Власть… побои… пощечина… И опять пощечина…
Марк поднимает руку к лицу, дотрагивается до багрового пятна на щеке и отдергивает пальцы, точно обжегшись.
— О-о, — стонет он и грозит кулаком в сторону фабрики. — Не забуду я, не забуду. Никогда, никогда, никогда!
* * *
Марк не был виноват. Сын управляющего фабрикой, молодой здоровый красавчик Глеб сказал ему утром:
— Знаешь-ка, я придумал славную штучку, пойдем.
И они пошли вниз под обрыв, прямо к реке.
Фабрика осталась за ними. Сбоку виднелось кладбище. Кресты и зелень Марк заметил сразу. Он понимал природу первобытно и светло, как дикий ребенок, считая ее заодно с собой.
Глеб, держа его за руку, обогнул мыс, выступающий в реку под самым кладбищем, и остановился.
Прямо перед ними прыгали и барахтались четыре белые фигурки по пояс в воде, с веселыми лицами, обращенными к берегу.
Это были три дочери управляющего фабрикой Лаврова, родные сестры Глеба. Вместе с ними купалась и дочь надсмотрщика из сортировочного отделения ситцев, Лиза Дорина, старшая из них, девушка лет восемнадцати-двадцати. Сестры Глеба казались совсем ребятами с их худенькими телами, как у подростков. При виде брата и Марка они стыдливо взвизгнули и ушли по горло в воду.

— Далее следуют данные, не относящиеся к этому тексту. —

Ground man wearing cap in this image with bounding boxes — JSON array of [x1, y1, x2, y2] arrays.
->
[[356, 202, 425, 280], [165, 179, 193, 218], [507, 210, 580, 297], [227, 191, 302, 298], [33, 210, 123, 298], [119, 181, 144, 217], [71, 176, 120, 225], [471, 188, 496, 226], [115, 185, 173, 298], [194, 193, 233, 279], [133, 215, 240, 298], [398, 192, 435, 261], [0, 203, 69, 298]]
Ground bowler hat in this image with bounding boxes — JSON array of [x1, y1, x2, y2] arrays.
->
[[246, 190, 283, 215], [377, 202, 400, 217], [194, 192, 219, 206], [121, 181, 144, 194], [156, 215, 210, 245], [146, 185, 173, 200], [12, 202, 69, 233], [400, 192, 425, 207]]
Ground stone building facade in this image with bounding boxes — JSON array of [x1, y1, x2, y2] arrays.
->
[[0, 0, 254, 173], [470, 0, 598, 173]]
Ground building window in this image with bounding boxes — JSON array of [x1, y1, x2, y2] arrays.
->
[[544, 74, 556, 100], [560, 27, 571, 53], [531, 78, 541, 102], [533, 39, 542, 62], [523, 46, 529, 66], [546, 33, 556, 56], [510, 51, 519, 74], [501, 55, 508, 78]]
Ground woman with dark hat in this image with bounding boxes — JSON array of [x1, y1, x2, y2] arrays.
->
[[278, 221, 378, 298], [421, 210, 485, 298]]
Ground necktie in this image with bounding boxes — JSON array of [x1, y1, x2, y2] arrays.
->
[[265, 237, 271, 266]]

Теперь из воды торчали только круглые головки в желтых резиновых колпачках, казавшихся золотыми при ярком освещении полдневного солнца.
Лиза — полная, здоровая блондинка — первая нырнула и через миг выплыла в стороне, у большого камня с мокрой верхушкой.
Глеб расхохотался и, указывая Марку на них, кричал:
— Ага! Попались! Будете бегать без спросу? Отец не позволил купаться в открытом месте, а они постоянно поделывают это втихомолку, — пояснил он Марку и тем же смеющимся голосом крикнул, обращаясь к реке: — Пеняйте на себя, голубушки, а платье ваше я унесу домой как вещественное доказательство вашего непослушания. Да! Чтобы раз навсегда отучить вас от глупостей.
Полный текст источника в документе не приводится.